On Day 2 we spent some time on mechanical and shotgun breaching skills. John has built a unique method of teaching this skill. He uses a standard door frame with a wooden bolt designed to function as a deadbolt. This is cheap and you can rapidly change out your “wooden lock” to allow each student the opportunity to breach the lock.
With constant emphasis on safety we continued to progress and learn the angles, corner drills and playing off each other’s mistakes.
Day 3 we began exercising the same principles we had learned the first day, only at a faster pace. Teams rotated quickly and some evolutions were 7 on 3, etc. This was challenging for defenders as well as the assault team elements. We also began patrolling in to the objective from the wood line. We used basic patrolling formations in the woods and then moved quickly into the stack to enter. The exercise became more challenging when John opened the windows, forcing us to plan various routes to escape observation. By the afternoon John put the “mega house” together. Using large plywood/landscape barriers as walls, the house was enlarged with more rooms, another entry point and a hallway. As a learning point, we were allowed and encouraged to shoot thru the soft walls. This was to remind the students that the soft walls in most dwellings in American will not stop rounds. This is a great teaching point for anyone that might have to clear their own house. Day 3 ended with a very good critiques and summary of training. It was obvious to all of us that John wanted feedback to improve the course. I was glad to see a warrior without ego or a feeling that what he does/teaches is the “only way.”
- CQB is a skill that requires constant training in order for anyone to be successful.
- Everyone has to understand the principles of domination and where to be in a room in order to support his teammates, avoid hostile fire and to avoid moving into another shooters zones of fire.
- You must move at a “careful hurry.” Not moving uncontrolled into space you don’t own, just moving fast enough to clear the door, identify hostile targets and accurately return fire.
- Momentum not out and out “speed” is the key to success. If you allow your opponent to “reset and think” you are going to lose.
Recommendations for students attending this course:
- Be in reasonably good physical condition. This is not a physically intense course. However, you will be putting in 3 full 8-9 hour days, mostly standing on your feet. WV is a state built on a hill. It seems no matter where you are standing your only choice in movement is uphill.
- Remember to continue to hydrate. Getting de hydrated will cause you to lose focus.
- Plan on carrying a medium size ruck sack. Put everything you need for a day’s activities, food, water, etc. in the ruck. You will be operating away from your POV. This will save you time.

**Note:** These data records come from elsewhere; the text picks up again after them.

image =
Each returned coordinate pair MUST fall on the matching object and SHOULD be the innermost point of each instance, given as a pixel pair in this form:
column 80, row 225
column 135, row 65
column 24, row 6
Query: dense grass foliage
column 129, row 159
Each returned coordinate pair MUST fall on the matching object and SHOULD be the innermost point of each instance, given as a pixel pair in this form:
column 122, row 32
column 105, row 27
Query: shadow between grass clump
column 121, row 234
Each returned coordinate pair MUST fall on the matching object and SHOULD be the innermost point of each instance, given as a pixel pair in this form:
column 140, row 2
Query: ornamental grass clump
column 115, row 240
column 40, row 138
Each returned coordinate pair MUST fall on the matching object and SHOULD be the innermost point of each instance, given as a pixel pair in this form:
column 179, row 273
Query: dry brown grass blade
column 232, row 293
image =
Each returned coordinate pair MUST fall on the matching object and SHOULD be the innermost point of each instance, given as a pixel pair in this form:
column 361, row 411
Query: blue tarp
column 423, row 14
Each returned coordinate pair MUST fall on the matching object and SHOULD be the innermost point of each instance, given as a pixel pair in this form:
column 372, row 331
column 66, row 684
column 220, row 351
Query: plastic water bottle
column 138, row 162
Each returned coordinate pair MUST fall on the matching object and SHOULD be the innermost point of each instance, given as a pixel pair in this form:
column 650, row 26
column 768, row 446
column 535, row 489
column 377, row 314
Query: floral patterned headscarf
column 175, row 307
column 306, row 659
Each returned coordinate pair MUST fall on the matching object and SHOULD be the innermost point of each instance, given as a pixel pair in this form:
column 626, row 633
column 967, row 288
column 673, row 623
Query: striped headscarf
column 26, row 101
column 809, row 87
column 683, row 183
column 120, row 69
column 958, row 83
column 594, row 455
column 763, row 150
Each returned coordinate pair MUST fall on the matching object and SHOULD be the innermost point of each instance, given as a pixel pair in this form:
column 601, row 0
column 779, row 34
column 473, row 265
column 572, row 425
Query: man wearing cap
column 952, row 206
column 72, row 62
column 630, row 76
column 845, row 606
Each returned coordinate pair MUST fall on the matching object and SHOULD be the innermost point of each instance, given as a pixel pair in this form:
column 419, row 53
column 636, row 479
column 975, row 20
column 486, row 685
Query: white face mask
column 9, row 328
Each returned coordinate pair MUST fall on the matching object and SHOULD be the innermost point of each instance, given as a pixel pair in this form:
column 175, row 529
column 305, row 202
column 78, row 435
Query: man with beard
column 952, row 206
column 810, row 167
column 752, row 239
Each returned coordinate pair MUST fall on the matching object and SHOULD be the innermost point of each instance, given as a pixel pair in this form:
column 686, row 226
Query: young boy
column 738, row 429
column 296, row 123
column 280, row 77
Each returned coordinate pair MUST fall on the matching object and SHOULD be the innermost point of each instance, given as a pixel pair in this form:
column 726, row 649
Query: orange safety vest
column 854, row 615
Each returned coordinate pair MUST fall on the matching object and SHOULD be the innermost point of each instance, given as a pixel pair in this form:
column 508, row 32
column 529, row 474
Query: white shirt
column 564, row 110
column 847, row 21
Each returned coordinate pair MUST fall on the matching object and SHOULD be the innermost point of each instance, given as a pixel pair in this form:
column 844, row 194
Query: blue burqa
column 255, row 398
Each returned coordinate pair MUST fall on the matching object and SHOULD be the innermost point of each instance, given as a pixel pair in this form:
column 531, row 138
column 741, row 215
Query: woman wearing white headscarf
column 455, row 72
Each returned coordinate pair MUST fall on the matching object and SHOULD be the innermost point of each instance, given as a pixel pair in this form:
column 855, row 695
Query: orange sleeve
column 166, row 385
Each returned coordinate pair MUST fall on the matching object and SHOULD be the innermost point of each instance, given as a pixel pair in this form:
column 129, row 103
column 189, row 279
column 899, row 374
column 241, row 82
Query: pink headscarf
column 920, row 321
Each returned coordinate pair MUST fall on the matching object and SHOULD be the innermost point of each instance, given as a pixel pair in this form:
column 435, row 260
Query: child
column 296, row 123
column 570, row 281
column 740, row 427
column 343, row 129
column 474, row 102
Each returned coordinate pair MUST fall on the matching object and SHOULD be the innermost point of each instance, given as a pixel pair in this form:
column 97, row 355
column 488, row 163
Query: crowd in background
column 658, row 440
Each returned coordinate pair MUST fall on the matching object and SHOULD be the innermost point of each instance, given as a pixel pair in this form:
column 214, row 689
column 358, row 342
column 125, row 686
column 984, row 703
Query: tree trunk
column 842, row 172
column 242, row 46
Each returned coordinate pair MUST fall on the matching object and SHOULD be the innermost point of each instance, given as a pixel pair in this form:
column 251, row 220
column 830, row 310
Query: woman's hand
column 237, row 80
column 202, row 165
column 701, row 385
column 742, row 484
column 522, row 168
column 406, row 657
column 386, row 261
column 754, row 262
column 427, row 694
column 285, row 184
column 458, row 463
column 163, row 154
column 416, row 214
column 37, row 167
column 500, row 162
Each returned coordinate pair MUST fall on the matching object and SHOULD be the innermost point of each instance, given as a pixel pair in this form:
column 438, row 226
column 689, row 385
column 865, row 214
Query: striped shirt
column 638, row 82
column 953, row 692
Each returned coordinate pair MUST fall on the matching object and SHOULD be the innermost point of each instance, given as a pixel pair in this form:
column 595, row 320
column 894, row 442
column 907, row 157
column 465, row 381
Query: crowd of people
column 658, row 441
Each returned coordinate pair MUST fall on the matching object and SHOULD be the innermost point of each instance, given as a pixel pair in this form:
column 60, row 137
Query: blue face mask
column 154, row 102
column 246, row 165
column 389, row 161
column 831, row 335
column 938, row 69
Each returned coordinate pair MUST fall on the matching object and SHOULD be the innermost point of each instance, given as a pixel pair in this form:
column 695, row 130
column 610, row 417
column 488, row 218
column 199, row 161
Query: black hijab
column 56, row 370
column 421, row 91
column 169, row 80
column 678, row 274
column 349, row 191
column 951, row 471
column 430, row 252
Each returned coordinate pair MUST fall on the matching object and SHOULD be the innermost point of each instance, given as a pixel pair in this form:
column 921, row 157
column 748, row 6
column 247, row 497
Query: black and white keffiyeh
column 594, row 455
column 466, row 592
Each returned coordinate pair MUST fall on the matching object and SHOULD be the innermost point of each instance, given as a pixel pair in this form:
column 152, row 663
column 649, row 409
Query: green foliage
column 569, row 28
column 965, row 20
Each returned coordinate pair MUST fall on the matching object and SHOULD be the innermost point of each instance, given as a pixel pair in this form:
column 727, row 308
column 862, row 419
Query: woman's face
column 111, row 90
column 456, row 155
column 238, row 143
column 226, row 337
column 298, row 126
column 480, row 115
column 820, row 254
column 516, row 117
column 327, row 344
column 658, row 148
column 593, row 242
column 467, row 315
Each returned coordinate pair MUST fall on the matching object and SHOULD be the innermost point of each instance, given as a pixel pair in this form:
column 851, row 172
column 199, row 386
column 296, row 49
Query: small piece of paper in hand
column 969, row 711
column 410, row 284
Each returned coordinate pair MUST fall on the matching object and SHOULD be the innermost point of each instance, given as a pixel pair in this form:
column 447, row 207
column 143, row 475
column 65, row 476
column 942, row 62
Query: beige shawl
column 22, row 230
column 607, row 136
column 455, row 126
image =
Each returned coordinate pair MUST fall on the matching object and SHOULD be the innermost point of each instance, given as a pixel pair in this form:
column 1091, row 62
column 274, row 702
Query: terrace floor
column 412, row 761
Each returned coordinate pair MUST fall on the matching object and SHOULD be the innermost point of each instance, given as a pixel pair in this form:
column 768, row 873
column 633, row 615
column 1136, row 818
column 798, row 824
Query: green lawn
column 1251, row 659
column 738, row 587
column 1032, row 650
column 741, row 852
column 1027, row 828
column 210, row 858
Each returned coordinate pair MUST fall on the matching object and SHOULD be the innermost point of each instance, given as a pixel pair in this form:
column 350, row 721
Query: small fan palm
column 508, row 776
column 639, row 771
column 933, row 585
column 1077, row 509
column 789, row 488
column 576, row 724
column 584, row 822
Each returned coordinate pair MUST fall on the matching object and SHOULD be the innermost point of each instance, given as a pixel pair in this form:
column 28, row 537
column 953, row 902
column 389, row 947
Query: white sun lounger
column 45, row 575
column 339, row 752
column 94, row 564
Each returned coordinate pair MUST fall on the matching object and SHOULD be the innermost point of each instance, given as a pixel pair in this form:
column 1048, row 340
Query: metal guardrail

- Have a cleaning rod and cleaning material with you.
- Make sure you have adequate PPE. Follow the guidance Max puts out to the letter. (Max Adds: a follow on guidance / clarification post o FoF/CQB PPE will follow).
- Anyone who has graduated from one of Max’s courses can do this.
I have had some experience in teaching, mentoring and performing CQB while operating as a SWAT team leader and a Chief of Police. This class was simply outstanding, from the facilities, the instructors and my fellow students. Sign me up for the advanced class!
We finished the training by saying good byes to each other in a very hard down pour. Our team photo will probably more closely resemble drowned rats that human beings!